| Steve: Developing on the Edge Thoughts on development, Web-services, technology and mountains. | |
2Oct Fri2009 | A Cloud Tools Manifesto
Dedicated to the belief that tooling
that works reliably can only be achieved by good designs and
adequate testing
There's been lots of discussion about what people who deploy
their applicationss in "the cloud" want -it gets fairly political,
as the Open
Cloud Manifesto shows. That manifesto contains requirements
about portability that are anathema to people hosting applications
directly in their infrastructure -Google, Microsoft,
Salesforce.com- and I worry about it too. I worry about the HTML
source of the manifesto -have you seen it? Scary. Someone has gone
to a lot of effort to make a web page look like a document.
Having read the manifesto, I cannot help but smirk when I read
the a bit about re-using existing standards and judicious creation
of new ones. This manifesto came from the same company that gave
the world WS-ResourceFramework? Either they have learned the error
of their ways, or WS-RF is one of the existing standards they have
in mind.
Anyway, I'm not going to comment on it in detail, except to say
I'm working at a different level, namely the problem of getting
client code to work with different clouds with different machine
management APIs. Listing what you want to do with the machines,
that's something to worry about in a different place -my concern is
what be can be done to work with the infrastructures, what do tool
authors need from the service providers.
Here, then, is my Cloud Tools Manifesto. I have no signatories
for it yet, having recently written it. I did post a draft to the
Typica list, where there's been recent talk of a mock EC2 stack.

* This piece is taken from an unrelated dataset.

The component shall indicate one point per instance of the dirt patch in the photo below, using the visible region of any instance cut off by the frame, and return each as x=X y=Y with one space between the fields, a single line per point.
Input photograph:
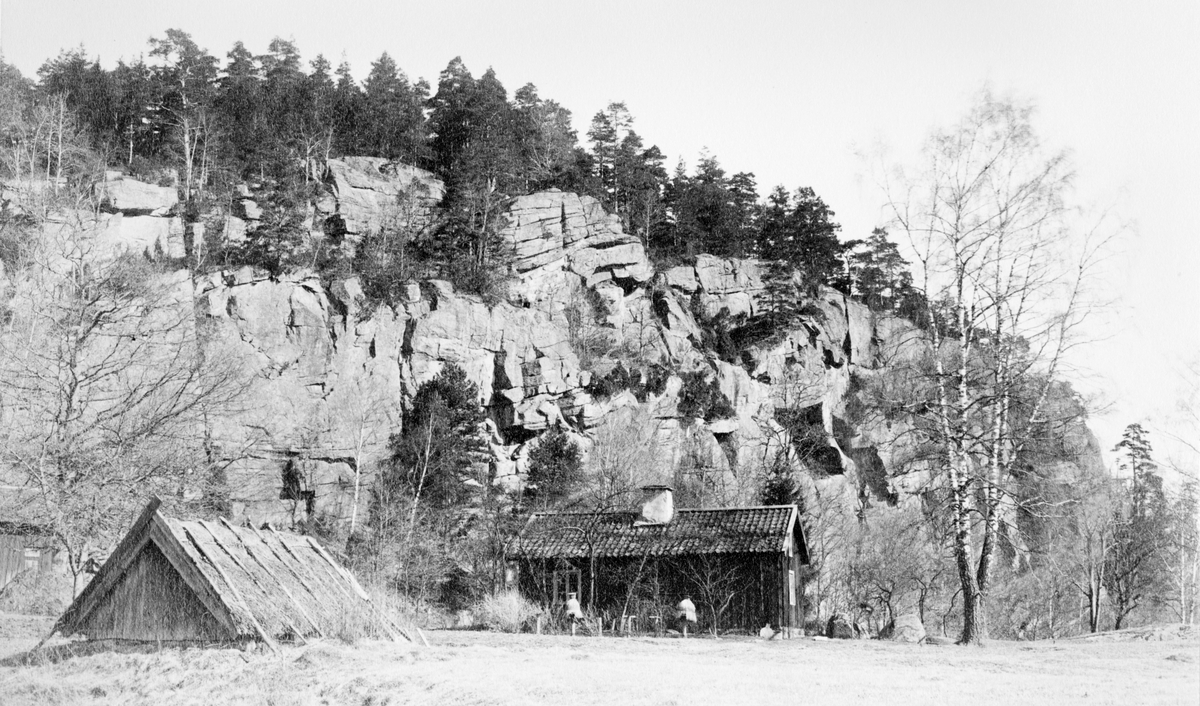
x=487 y=668
x=1161 y=633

One of the responses was an invitation to get involved in the Open
Cloud Computing Interface (OCCI) group, which is part of the Open
Grid Forum. I was most amused, for reasons some people (Savas) should recognise. Time spent
with Savas and Jim were the best parts of the GGF process.
Cloud Tools Manifesto
API requirements
- Provide enough information about library/protocol calls that
anyone can implement tools to work with the infrastructure -any
vendor specific tooling is the start, not the finish
- Licensing of the header files, any other parts of the
specification, should not prevent open source -any license- or
closed source implementations.
- Do not require that the tooling is implemented in a specific
language, using a specific SOAP library, on a specific OS. There
may be restrictions on what the infrastructure can run, but that
does not need to affect the tools used to get that code
working.
- Where possible, use underlying protocols/specifications that
are, by virtue of their stability in the field or rigorous
specification and test suite, highly interoperable.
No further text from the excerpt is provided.